Welcome to the AWS Account Management Reference Guide - AWS Account Management

Welcome to the AWS Account Management Reference Guide

AWS accounts are a fundamental part of accessing AWS services.

An AWS account serves two basic functions:

  • Container – An AWS account is the basic container for all the AWS resources you create as an AWS customer. For example, an Amazon Simple Storage Service (Amazon S3) bucket, an Amazon Relational Database Service (Amazon RDS) database, and an Amazon Elastic Compute Cloud (Amazon EC2) instance are all resources. Every resource is uniquely identified by an Amazon Resource Name (ARN) that includes the account ID of the account that contains, or owns, the resource.

  • Security boundary – An AWS account is also the basic security boundary for your AWS resources. Resources that you create in your account are available to users who have credentials for your account.

    Among the key resources you can create in your account are identities, such as users and roles. Identities have credentials that someone can use to sign in (authenticate) to AWS. Identities also have permission policies that specify what a user can do (authorization) with the resources in the account.

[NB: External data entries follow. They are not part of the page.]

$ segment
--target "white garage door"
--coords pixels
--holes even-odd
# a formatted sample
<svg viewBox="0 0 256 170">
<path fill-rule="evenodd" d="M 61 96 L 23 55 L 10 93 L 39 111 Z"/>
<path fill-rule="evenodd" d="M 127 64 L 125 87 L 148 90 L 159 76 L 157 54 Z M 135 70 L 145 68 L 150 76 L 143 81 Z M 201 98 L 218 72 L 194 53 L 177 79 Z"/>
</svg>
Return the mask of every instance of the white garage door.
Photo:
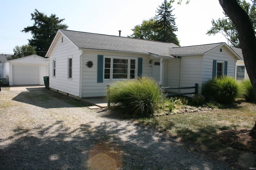
<svg viewBox="0 0 256 170">
<path fill-rule="evenodd" d="M 39 66 L 13 65 L 13 85 L 39 84 Z"/>
</svg>

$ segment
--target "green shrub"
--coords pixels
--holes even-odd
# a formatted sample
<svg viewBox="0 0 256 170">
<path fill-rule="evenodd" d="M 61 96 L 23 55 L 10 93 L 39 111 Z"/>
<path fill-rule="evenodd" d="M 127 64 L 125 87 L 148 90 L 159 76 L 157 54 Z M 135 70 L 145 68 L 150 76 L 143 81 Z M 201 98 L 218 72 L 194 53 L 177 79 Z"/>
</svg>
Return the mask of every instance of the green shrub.
<svg viewBox="0 0 256 170">
<path fill-rule="evenodd" d="M 209 80 L 203 85 L 202 93 L 208 100 L 231 104 L 235 99 L 241 96 L 242 91 L 234 79 L 225 76 Z"/>
<path fill-rule="evenodd" d="M 249 79 L 244 79 L 241 82 L 242 85 L 244 89 L 244 97 L 246 101 L 252 102 L 256 101 L 251 81 Z"/>
<path fill-rule="evenodd" d="M 202 95 L 195 94 L 192 95 L 192 103 L 194 105 L 202 105 L 205 102 L 205 97 Z"/>
<path fill-rule="evenodd" d="M 107 89 L 107 97 L 113 106 L 141 117 L 153 114 L 163 99 L 159 85 L 147 77 L 115 82 Z"/>
</svg>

    As a security best practice, require your users to use temporary credentials when accessing AWS. To provide temporary credentials, you can use federation and an identity provider, such as AWS IAM Identity Center (IAM Identity Center). If your company already uses an identity provider, use it with federation to simplify how you provide access to the resources in your AWS account.

    For information about security best practices, see Security best practices in IAM in the IAM User Guide.